Recover Lost LVM Volume in XenServer
Once upon a time I had a car with XenServer 6.5 on board and several arrays of SATA disks. Recently, SATA performance has ceased to be enough and it was decided to replace one array with SAS disks. For these purposes, the Adaptec 3805 RAID controller was found (I know that it’s old, but a freebie).
After successfully creating a RAID array from SAS disks (I confess, I used adaptek raid) and adding it as lvm-storage, I started transferring one of the images of virtual machines to it. In the process of contemplating the progress of the transfer, a suspicion of something was crept in, as the tone of the server's sound changed. And when the server went into an independent reboot, I started to turn a little gray ... And I was finally finished by the fact that after the reboot I did not find a portable image in any of the storages, and the new storage itself is displayed with the status “not available”.
After a short walk to calm my nerves and a cup of coffee, I rolled up my sleeves (yeah, on a T-shirt) and started thinking how to restore the image ...

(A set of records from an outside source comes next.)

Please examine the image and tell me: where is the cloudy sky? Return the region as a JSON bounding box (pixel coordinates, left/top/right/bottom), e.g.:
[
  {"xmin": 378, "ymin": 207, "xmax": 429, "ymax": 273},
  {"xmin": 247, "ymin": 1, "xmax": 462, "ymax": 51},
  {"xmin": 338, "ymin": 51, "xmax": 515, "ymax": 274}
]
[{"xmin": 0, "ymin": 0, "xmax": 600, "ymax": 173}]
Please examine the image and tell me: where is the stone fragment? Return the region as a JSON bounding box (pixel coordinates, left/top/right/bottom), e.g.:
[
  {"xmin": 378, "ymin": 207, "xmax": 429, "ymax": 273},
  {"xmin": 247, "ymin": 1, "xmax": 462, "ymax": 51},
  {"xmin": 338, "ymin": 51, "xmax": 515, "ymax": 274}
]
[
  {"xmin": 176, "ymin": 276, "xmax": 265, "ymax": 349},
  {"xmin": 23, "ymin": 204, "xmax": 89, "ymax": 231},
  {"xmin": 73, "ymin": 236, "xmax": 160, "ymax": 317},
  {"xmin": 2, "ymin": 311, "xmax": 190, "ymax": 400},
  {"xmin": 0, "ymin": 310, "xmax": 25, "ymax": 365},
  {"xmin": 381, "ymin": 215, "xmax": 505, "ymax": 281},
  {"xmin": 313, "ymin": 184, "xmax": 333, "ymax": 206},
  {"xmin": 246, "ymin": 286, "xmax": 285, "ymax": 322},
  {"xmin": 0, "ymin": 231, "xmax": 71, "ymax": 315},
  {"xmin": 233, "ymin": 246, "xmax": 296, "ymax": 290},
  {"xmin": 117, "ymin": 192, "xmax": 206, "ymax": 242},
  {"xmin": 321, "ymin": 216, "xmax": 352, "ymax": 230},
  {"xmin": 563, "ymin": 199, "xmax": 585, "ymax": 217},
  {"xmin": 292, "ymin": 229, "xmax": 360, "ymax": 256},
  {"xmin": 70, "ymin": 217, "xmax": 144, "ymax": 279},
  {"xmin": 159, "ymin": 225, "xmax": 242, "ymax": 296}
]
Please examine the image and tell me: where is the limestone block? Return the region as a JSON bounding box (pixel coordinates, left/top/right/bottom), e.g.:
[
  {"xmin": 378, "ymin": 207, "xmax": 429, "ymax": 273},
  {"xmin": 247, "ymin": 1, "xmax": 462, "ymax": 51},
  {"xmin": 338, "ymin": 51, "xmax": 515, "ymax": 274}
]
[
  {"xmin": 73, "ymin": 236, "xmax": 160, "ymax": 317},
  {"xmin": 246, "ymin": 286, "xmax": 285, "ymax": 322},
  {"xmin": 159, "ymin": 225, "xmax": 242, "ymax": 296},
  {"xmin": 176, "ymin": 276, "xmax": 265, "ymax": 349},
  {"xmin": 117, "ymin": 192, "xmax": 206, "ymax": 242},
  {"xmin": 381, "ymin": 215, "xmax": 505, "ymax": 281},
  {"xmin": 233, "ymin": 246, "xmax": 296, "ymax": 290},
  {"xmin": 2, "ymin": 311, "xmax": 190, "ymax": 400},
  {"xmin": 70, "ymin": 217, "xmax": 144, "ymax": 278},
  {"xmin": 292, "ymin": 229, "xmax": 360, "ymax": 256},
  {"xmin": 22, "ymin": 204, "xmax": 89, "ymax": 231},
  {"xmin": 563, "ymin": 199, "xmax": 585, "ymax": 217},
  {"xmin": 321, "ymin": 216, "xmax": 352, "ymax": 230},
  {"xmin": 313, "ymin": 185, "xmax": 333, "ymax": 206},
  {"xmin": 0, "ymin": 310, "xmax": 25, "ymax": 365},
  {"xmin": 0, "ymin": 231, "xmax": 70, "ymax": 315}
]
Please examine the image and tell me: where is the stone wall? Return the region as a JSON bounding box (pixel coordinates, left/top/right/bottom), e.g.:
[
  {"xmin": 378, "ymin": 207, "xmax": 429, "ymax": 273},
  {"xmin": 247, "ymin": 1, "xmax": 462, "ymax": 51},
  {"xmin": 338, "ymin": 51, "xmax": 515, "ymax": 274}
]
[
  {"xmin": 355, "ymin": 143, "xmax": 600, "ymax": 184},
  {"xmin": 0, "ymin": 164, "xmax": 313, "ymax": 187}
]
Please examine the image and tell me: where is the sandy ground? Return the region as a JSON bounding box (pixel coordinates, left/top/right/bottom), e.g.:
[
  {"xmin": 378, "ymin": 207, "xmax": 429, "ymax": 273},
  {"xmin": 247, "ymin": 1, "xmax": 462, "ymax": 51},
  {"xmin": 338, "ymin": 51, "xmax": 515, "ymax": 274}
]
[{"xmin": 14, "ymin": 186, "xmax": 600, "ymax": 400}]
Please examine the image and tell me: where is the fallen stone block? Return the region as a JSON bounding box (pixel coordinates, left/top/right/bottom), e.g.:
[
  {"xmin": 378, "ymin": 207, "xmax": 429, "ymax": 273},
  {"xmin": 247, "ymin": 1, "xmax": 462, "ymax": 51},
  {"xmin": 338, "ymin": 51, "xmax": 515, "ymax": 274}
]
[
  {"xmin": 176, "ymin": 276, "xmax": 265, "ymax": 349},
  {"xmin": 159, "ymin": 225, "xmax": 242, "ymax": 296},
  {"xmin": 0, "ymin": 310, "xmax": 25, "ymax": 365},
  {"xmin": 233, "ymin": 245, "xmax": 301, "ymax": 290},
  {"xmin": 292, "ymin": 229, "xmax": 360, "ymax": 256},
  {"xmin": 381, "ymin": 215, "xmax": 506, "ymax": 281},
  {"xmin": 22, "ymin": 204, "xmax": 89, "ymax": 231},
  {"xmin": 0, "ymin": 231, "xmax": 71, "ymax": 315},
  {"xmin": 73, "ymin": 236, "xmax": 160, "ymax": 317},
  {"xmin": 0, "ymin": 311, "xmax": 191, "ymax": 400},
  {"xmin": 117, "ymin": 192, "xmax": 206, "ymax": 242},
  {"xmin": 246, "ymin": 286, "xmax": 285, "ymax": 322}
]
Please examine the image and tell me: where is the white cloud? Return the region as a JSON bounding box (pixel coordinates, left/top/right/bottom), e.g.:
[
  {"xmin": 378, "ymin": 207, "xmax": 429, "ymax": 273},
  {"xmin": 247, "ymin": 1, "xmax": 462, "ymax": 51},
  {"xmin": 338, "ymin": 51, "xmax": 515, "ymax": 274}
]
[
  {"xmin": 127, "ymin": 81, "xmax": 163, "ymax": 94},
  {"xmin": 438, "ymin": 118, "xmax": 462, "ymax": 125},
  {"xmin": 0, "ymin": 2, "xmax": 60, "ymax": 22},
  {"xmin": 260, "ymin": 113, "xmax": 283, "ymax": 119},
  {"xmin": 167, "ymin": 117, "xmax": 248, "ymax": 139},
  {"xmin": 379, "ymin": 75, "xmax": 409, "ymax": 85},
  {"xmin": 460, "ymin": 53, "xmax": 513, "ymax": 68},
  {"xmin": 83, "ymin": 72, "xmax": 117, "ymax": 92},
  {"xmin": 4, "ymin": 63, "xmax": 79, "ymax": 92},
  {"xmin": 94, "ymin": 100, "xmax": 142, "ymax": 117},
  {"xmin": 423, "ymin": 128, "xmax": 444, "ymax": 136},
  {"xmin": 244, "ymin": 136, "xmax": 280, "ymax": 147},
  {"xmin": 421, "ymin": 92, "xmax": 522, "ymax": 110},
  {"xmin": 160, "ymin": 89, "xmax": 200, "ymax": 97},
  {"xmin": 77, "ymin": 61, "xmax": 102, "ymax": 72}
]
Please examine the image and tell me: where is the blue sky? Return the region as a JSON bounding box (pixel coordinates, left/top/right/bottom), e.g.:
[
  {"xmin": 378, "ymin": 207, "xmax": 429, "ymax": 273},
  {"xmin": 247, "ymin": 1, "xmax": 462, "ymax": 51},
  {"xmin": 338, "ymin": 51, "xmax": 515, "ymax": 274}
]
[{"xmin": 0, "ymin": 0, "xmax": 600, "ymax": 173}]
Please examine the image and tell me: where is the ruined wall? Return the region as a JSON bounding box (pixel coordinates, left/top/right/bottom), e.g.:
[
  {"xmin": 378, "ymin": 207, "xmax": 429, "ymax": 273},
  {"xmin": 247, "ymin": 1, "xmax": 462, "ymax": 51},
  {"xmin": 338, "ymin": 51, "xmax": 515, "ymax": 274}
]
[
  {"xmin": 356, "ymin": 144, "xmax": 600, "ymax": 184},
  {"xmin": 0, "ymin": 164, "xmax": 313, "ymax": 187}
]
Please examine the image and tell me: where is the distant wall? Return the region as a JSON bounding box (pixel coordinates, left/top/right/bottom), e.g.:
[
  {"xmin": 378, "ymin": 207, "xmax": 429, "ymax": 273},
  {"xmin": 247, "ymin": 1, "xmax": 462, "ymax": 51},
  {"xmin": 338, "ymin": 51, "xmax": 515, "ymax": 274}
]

For a start, of course, I went into the logs and saw that an error occurred while creating the storage from the SAS array:
An error means that storage is not available. I decided to check the physical lvm volumes through pvdisplay and did not see the created volume on the SAS array. pvs also did not find the volume.
This meant that the repository, in fact, was not created. More precisely, a storage object was created in XenServer, but it was not associated with a physical storage. Why XenServer behaved this way, and, moreover, allowed to transfer the image to this storage, I still did not find out.
It turns out that you can’t even look for the image on the SAS array, since nothing was physically transferred to it. So you need to try to restore the image from the storage on which it was originally.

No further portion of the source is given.